PDA

View Full Version : How are polygons per second calculated?


intercede007
10-07-02, 05:58 PM
How does someone go about determining how many Polygons per second a GPU can push out? Is it an industry standard thing? Basically what I'm trying to say is, is it a pretty useless measure of performance or is it fairly indicitive of real-world speed?

PenguinJim
10-08-02, 11:01 AM
I take a screenie and count them by hand. It takes some time, though

intercede007
10-08-02, 01:30 PM
Thanks, that was really informative.

Joel776
10-08-02, 01:32 PM
I don't think there is an industry standard for measuring polygon count -- marketing would have a conniption!

But, basically, you can write an app draw a polygon and determine how long it took, and then multiply up to a second. Or, for a more real-world and perhaps more accurate test, you can draw a million polygons and still multiply up to a second. It's pretty much like it sounds.

Uttar
10-08-02, 01:46 PM
The one program which is supposed to determine the number the tris a GPU can push is available at:
http://developer.nvidia.com/view.asp?IO=BenMark5

I wouldn't say it's an industry standard, but no one could say it isn't the most efficient program at doing that. And since ATI never did one themselves, i guess they're using it too, hehe.


Uttar

Chalnoth
10-08-02, 05:50 PM
You can't count the number of polygons per second a GPU can process.

A GPU's T&L speed is measured by the number of vertices per second, which is vastly different.

But, at the same time, it is also very similar.

That is, consider for a moment that pretty much any polygon used in a game will be a triangle. Sometimes quads are used, but those are always easy to break down into triangles, so it usually holds that the polys/sec number is equivalent to tris/sec.

Now, onto triangles per second. It is theoretically possible to build a mesh with about two times as many triangles as vertices, but in practice, an optimized mesh will always be built out of strips and fans. Strips and fans have the nice feature of making it very, very easy for the caches in the GPU to not discard vertex data that will be used soon after.

That is, think about a fan for a moment.
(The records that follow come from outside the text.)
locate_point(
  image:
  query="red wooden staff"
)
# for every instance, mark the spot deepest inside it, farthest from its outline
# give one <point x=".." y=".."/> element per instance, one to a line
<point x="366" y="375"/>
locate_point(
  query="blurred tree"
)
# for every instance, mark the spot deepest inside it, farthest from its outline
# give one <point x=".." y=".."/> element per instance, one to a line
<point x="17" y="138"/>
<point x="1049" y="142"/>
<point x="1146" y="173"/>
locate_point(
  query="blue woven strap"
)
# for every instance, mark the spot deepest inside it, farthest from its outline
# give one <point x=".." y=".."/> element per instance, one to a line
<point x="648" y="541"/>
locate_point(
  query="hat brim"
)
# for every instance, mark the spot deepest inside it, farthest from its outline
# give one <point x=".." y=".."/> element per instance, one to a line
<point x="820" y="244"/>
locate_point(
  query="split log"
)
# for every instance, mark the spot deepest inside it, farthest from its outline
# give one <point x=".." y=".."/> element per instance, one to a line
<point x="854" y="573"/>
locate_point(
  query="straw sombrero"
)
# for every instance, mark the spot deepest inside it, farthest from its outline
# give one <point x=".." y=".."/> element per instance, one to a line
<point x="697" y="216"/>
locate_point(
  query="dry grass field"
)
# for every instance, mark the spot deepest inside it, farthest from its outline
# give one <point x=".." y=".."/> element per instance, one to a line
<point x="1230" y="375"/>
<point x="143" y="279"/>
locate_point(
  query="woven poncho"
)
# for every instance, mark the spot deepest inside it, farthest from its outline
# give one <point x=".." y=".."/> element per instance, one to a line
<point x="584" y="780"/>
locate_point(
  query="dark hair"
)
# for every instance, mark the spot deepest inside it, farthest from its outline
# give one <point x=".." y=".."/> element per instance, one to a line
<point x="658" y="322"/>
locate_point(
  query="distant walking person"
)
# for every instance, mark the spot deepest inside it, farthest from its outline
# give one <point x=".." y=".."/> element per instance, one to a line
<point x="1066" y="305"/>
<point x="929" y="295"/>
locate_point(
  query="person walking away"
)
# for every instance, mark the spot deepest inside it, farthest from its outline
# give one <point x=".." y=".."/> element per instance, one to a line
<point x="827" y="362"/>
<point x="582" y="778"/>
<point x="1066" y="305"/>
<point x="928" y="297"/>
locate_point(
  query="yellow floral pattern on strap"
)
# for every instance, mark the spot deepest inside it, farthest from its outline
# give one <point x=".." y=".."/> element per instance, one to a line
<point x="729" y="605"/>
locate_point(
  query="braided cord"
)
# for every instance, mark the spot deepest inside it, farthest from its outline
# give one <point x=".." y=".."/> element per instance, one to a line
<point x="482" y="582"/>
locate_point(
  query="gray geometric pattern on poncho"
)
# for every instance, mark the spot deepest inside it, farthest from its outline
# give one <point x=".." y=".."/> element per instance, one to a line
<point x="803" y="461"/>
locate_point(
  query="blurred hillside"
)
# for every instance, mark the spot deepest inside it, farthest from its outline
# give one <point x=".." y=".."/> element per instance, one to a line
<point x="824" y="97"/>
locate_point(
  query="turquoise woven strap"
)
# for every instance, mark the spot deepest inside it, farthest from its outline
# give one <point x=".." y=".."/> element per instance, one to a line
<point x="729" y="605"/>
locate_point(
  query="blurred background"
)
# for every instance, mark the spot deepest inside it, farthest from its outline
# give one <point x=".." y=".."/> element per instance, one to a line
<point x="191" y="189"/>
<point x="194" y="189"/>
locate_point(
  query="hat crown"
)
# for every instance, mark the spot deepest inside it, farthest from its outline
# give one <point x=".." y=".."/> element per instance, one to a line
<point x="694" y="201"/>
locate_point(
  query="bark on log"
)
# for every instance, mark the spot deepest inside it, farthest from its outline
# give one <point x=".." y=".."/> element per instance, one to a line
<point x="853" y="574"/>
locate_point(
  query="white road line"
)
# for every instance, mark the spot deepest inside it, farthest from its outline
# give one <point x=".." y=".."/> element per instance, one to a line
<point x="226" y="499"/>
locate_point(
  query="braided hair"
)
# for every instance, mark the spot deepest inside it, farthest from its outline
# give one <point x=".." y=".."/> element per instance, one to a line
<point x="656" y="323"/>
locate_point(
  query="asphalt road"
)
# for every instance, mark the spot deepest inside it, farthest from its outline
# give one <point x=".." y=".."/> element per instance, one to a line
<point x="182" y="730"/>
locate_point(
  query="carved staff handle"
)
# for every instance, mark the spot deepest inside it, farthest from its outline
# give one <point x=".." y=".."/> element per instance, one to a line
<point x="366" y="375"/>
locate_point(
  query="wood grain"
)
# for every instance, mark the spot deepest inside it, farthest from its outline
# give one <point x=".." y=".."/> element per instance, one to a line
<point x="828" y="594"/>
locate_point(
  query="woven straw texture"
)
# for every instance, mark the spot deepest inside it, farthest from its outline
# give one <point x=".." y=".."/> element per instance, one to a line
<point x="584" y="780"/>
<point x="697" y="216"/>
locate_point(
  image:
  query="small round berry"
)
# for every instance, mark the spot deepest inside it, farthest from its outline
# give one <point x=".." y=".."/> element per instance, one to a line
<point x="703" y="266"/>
A fan is a set of triangles that all share a common vertex, with the subsequent vertices counted out along the edge of the fan. This has the nice feature of each new triangle being specified by only a single new vertex, with the other two vertices of that triangle being shared with the previous triangle.

What all this means is that for optimized meshes, the number of triangles per second is roughly equivalent to vertices per second.

So, in the end, while polys/sec, tris/sec, and verts/sec are all very different measures, and verts/sec is the only valid one for GPU performance (the other two are more valid for measuring how optimal software is...), the three are often used interchangeably, because for most situations, they are going to be the same.

Uttar
10-09-02, 10:54 AM
I've never seen someone who uses polys/sec, and if someone does, he should go to jail ASAP :)

Back to the subject...

Yes, Vert/s & Tris/s is different.

You're talking about fans too. Where the heck did you see you should optimize into fans or strips?

The only optimal solution is optimizing in strips because fans unable any type of good batching, which kills performance ( it's most of the time a lot slower than triangle lists! )

So, you got to use strips to be optimal.

You're also talking about TnL performance. Really, that's an odd way to see it since we got VS and PS now and no more TnL unit.

VS performance should be measured according to the number of vertices/second, agreed. So you got to draw a LOT of small triangles.

PS performance should be measured using HUGE triangles ( preferably textured ) filling the whole screen to make sure the VS isn't the bottleneck )


So BenMark is only usefull to see the VS performance.
I know of no program measuring PS performance :(


Uttar

Chalnoth
10-09-02, 12:03 PM
Originally posted by Uttar
[B]You're talking about fans too. Where the heck did you see you should optimize into fans or strips?

The only optimal solution is optimizing in strips because fans unable any type of good batching, which kills performance ( it's most of the time a lot slower than triangle lists! )

Where do you get this from? How do fans disable "any type of good batching?"

Anyway, I described fans because I figured they were easier to understand, though they are certainly less useful for building models than strips. Having said that, there are certainly some situations where fans would be beneficial (horns or other cone-like objects come to mind...where a fan would be good for at least part of the object).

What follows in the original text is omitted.